口実の罠に気付きもせず







「いい映画を見つけたんだ。観に来ないか?」


そんな誘い文句に乗ってやり、制服のままで環に付いて来た。着替える暇も与えられなかったのは不服だが、明日は土曜日で学校も無いから別に構わない。何が構わないのかは正直自分でもよくわからないのだが。

ジャケットを見るに、如何にも環が好みそうな映画である。家族を題材にしたヒューマンドラマだ。「全米が泣く!」との見出しを見つけて、きっと環は泣くのだろうなと思った。環の嗚咽を聴きながらおよそ二時間を堪えなければならないのだと思い当たり、うんざりした。涙と鼻水まみれの酷い顔で、環は俺に抱きついてくるのだろう。そうなる前に脱いでおいた方が良さそうだ。

ブレザーを脱ぎ、首元を緩める為にタイを抜き取る。シュッ、と布擦れの音がした。釦を二つ外すと、漸く息苦しさから解放される。溜め息を吐いたところで此方をじっと凝視する環に気付いた。

「…ん?どうした、環?」
「…いや、なんだか鏡夜じゃないみたいで違和感があるというか…新鮮というか…」
「お前が早くと駄々をこねるから着替える暇が無くて、こんな格好を見せる羽目になったんだろう」
「ご、ごめん。…でも、うん、こういうのって『役得』って言うんだよな」

環が何かを呟いたが、よく聞こえなかった。環はひとりうなづきながら、途切れた会話を気にする様子も無く、紅茶の注がれたティーカップへと手を伸ばしている。きっと大したことではないのだろう、と自己完結をして、聞き返すのを止めた。俺達の会話は大体こんな形で終わりを迎える。俺は環に続いて、温かなプリンス・オブ・ウェールズを口内に流し込んだ。

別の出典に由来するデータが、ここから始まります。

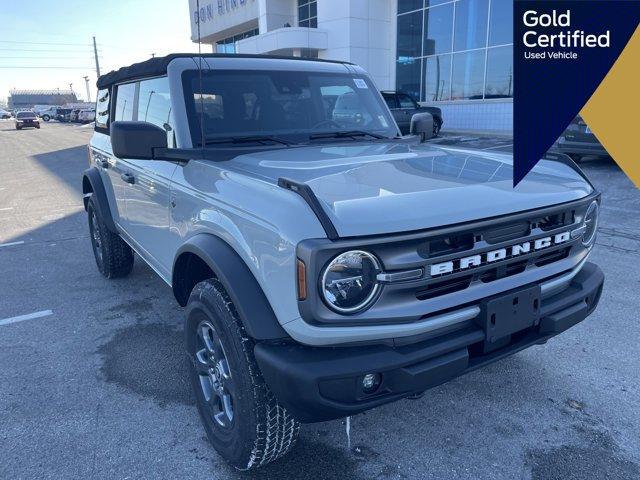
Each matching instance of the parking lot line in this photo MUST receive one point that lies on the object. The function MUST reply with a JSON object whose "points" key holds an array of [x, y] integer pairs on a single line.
{"points": [[497, 146], [28, 316], [11, 244]]}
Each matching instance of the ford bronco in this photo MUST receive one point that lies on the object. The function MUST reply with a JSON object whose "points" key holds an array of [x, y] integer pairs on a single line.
{"points": [[328, 265]]}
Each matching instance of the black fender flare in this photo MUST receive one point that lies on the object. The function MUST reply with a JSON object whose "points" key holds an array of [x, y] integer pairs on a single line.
{"points": [[241, 285], [92, 185]]}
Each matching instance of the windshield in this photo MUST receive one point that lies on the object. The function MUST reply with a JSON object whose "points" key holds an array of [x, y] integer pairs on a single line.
{"points": [[284, 104]]}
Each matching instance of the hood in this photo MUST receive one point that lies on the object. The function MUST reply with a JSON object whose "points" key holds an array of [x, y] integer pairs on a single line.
{"points": [[378, 188]]}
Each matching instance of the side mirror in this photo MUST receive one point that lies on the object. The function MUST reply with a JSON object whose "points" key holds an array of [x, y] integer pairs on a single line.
{"points": [[422, 125], [136, 140]]}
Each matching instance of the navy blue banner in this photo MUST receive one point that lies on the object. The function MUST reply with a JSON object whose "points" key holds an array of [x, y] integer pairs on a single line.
{"points": [[562, 51]]}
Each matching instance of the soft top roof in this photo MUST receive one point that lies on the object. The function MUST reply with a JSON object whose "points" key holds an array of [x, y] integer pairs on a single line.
{"points": [[158, 66]]}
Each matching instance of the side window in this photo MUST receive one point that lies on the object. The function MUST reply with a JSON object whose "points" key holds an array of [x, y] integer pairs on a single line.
{"points": [[406, 101], [154, 105], [102, 109], [391, 100], [125, 97]]}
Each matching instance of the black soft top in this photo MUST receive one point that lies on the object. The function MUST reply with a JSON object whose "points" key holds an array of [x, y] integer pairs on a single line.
{"points": [[157, 66]]}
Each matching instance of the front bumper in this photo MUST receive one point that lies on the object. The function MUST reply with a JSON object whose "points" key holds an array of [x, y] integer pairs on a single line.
{"points": [[317, 384]]}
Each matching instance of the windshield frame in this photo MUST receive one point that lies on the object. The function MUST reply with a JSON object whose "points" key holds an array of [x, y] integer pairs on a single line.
{"points": [[190, 91]]}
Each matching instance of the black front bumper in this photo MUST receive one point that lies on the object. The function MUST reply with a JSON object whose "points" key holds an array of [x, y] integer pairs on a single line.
{"points": [[317, 384]]}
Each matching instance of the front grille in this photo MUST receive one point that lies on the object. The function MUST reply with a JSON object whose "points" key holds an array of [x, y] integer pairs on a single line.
{"points": [[480, 241]]}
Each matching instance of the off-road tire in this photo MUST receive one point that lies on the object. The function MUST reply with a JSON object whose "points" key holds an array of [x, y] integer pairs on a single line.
{"points": [[114, 257], [262, 430]]}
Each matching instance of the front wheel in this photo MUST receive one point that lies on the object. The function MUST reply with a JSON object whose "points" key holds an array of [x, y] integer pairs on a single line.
{"points": [[241, 416], [114, 257]]}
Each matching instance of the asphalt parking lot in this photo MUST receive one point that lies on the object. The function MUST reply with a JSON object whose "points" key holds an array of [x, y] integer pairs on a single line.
{"points": [[93, 383]]}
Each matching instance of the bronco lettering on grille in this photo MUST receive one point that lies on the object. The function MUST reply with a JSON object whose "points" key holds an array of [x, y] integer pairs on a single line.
{"points": [[492, 256]]}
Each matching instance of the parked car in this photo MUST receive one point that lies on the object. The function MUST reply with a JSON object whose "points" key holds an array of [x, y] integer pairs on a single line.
{"points": [[578, 141], [26, 119], [73, 116], [48, 113], [86, 116], [63, 114], [403, 106], [325, 269]]}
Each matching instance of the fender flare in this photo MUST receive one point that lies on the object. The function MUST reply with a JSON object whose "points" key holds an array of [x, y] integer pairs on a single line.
{"points": [[241, 285], [91, 178]]}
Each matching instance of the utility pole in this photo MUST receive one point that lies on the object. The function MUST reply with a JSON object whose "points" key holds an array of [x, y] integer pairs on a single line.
{"points": [[95, 54], [86, 80]]}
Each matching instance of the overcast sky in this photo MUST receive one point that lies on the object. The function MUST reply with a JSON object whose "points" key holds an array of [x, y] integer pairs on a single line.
{"points": [[47, 44]]}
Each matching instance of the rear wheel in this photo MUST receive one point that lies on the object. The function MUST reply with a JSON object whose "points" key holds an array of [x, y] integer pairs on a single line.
{"points": [[437, 125], [114, 257], [242, 418]]}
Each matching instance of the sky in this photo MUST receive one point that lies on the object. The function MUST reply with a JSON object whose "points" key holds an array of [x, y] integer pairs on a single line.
{"points": [[47, 44]]}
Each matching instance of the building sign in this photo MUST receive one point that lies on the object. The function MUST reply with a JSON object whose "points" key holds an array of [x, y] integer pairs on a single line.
{"points": [[219, 7]]}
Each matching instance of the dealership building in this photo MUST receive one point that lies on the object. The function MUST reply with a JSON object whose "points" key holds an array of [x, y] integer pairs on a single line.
{"points": [[457, 55]]}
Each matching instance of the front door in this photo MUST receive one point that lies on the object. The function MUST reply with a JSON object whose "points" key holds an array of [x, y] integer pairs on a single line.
{"points": [[149, 182]]}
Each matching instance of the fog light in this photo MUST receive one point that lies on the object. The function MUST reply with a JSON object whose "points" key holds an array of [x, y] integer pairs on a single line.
{"points": [[371, 382]]}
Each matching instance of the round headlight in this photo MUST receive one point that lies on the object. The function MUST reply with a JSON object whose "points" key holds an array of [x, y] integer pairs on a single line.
{"points": [[590, 224], [349, 282]]}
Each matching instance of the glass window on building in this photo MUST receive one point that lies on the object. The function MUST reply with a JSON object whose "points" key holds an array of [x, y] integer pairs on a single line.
{"points": [[308, 13], [408, 75], [467, 81], [501, 22], [154, 105], [405, 6], [438, 29], [409, 36], [471, 24], [499, 83], [125, 96], [445, 51], [437, 74]]}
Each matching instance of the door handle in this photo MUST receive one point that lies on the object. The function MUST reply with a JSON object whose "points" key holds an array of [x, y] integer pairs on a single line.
{"points": [[128, 178]]}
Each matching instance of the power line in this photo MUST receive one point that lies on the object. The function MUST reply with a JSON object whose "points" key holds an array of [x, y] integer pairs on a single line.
{"points": [[46, 43], [49, 67]]}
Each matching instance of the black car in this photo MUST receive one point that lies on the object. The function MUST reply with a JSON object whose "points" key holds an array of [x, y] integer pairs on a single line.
{"points": [[578, 141], [26, 119], [403, 106]]}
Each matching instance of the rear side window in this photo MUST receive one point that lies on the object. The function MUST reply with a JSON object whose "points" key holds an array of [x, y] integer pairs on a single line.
{"points": [[125, 102], [154, 105], [102, 109], [406, 101], [391, 100]]}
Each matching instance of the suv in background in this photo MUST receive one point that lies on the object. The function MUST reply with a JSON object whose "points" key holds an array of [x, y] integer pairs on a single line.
{"points": [[403, 107], [578, 141], [86, 116], [325, 269], [26, 119]]}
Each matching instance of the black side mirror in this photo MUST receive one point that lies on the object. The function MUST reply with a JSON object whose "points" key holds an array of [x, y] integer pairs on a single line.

それからソファに座り、クッションを抱いて映画を見た。ベロア素材のビーズクッションは触り心地が独特で、わりと気に入っていた。形がハート型で尚且つ色がピンクというのが、何とも腑に落ちないところではあるが。

「…ラスト、本当に感動的だったね」

たしかに「全米が泣く!」だなんてチープな文句を売りにしている割に、最後まで退屈しないほどには面白いヒューマンドラマだった。所詮はフィクションだろう、と思ったが面倒なのでとりあえず頷いておく。そういえば、こういうのに弱い性質だとばかり思っていたが環は最後まで泣かなかった。それはきっと集中せずに、俺の方ばかりをチラチラと伺っていたからだろう。終始一緒にいると言うのに、どうして俺を気に掛ける必要があるというのだろうと思いつつ、俺はずっと環の視線に気付かない振りをしていた。

「…あーもーダメ!限界だ!ギブアップ!降参だー!」

環は突然両手を挙げると、大声で叫んだ。何故か、息が乱れている。頬も赤い。目が血走っている。

「…なんだ、突然……」
「ネクタイしてない鏡夜って凄く無防備に見えるんだよね、本当に」
「? 何を言ってるんだお前は」
「しかも、こんなに美味しそうな鎖骨をずっと見せられてて我慢出来ると思う?」
「な…おい、バカ……!」


悪態を吐きながら、近付いてきた唇を受け止める。どこか甘い紅茶の味。


――もしかして俺はどこかでこれを期待していたのかもしれない、と思った。